Call squeeze.squeeze_table() to start a manual compaction.

-- Initiate a default compaction task for the public.pgbench_accounts table
SELECT squeeze.squeeze_table('public', 'pgbench_accounts');

-- Initiate a compaction task and physically sort the table by its primary key (pgbench_accounts_pkey) upon completion
SELECT squeeze.squeeze_table('public', 'pgbench_accounts', 'pgbench_accounts_pkey');

Note

squeeze.squeeze_table is non-transactional — it starts a background worker and returns immediately. Rolling back the calling transaction does not stop an already-started compaction.

Advanced configuration

Tune concurrency and lock behavior

Set squeeze.max_xlock_time to limit how long the exclusive lock is held during the final compaction phase, preventing long blocks on business queries.

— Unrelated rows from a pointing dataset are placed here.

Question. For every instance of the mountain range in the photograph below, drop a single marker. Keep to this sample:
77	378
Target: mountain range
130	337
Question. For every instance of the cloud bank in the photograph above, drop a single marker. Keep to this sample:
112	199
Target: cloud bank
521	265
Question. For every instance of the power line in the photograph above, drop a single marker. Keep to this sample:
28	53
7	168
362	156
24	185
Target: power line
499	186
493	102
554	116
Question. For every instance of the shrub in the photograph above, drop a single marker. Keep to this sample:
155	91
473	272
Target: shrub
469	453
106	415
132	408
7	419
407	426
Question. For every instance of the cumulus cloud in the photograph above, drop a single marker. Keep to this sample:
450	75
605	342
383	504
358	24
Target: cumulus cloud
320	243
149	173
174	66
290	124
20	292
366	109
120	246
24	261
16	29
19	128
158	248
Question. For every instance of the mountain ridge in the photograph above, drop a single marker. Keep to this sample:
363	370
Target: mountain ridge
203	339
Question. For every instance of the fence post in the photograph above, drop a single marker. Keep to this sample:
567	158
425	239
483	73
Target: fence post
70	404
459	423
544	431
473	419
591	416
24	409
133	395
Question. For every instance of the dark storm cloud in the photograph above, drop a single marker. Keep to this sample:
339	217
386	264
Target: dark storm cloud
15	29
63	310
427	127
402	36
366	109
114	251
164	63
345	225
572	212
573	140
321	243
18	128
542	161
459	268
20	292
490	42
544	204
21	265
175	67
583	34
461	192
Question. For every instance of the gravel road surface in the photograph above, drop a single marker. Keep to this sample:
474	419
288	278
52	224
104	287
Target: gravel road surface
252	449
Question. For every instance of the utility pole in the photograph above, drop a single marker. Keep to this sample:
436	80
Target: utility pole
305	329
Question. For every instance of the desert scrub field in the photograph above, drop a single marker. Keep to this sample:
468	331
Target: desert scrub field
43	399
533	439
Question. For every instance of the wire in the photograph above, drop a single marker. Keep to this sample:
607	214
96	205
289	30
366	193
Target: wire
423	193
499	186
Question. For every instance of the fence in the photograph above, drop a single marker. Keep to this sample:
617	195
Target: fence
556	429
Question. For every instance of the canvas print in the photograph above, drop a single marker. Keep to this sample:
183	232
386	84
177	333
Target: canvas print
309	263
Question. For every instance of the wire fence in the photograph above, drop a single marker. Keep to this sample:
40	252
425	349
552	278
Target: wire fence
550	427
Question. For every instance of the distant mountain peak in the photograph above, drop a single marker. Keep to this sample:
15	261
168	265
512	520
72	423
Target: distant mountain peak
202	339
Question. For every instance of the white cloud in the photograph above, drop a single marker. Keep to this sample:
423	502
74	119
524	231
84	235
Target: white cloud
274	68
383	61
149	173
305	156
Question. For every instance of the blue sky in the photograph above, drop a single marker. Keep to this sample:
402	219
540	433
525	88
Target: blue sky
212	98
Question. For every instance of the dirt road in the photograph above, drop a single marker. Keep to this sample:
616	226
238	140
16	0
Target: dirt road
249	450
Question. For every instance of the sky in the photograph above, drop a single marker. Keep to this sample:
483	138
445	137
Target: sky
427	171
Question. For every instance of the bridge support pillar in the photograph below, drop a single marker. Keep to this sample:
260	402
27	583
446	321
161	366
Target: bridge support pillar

-- Set the maximum exclusive lock holding time to 100 milliseconds
SET squeeze.max_xlock_time TO 100;

If the lock exceeds this limit, pg_squeeze releases it, processes pending changes, and retries. Repeated timeouts cause the task to fail. Schedule compaction during off-peak hours, or increase this value if timeouts persist.

Configure concurrent workers

Set squeeze.workers_per_database greater than 1 to compact multiple tables in parallel within a single database.

-- Allow a maximum of 2 concurrent compaction worker processes per database
SET squeeze.workers_per_database = 2;

Note

This applies to all databases using pg_squeeze. Total workers (including the scheduler) cannot exceed max_worker_processes.

Appendix: `squeeze.tables` configuration table

Register tables and define pg_squeeze compaction policies in squeeze.tables.

Parameter	Type	Description	Default	Recommendations
`tabschema`	`name`	The schema name of the table.	-	-
`tabname`	`name`	The name of the table.	-	-
`schedule`	`squeeze.schedule`	The schedule for task checks, in the format `(minutes, hours, days of month, months, days of week)`.	-	Schedule during off-peak hours. Example for 2:30 AM daily: `ROW(ARRAY[30], ARRAY[2], NULL, NULL, NULL)::squeeze.schedule`.
`free_space_extra`	`integer`	The additional bloat percentage required to trigger compaction (beyond the space reserved by `fillfactor`).	50	For write-intensive OLTP tables, lower to 30 to reclaim space more frequently.
`min_size`	`integer`	The minimum table size in MB. Tables smaller than this will not be processed.	8	Keep default to skip small tables.
`vacuum_max_age`	`interval`	The maximum time since the last `VACUUM` for which the free space map (FSM) is considered valid.	'1 hour'	Keep default. After this interval, `pg_squeeze` performs deeper analysis before compacting.
`max_retry`	`integer`	The maximum number of retries allowed if the initial compaction fails.	0	Increase (e.g., to 2) if compaction frequently fails due to DDL changes.
`clustering_index`	`name`	Specifies an existing index. After compaction, the data in the table will be physically sorted according to the key of this index, similar to the `CLUSTER` command.	`NULL`	For range queries, set a primary key or core index as the clustering index to improve performance.
`rel_tablespace`	`name`	Specifies the target tablespace to which the table will be moved after compaction.	`NULL`	Used for tablespace migration scenarios. If `NULL`, the table remains in its original tablespace.
`ind_tablespaces`	`name[]`	A two-dimensional array used to specify tablespace mappings for indexes.	`NULL`	Used for index tablespace migration.
`skip_analyze`	`boolean`	Specifies whether to skip the `ANALYZE` command after compaction.	`false`	Keep `false`. Compaction changes data distribution, and `ANALYZE` updates optimizer statistics.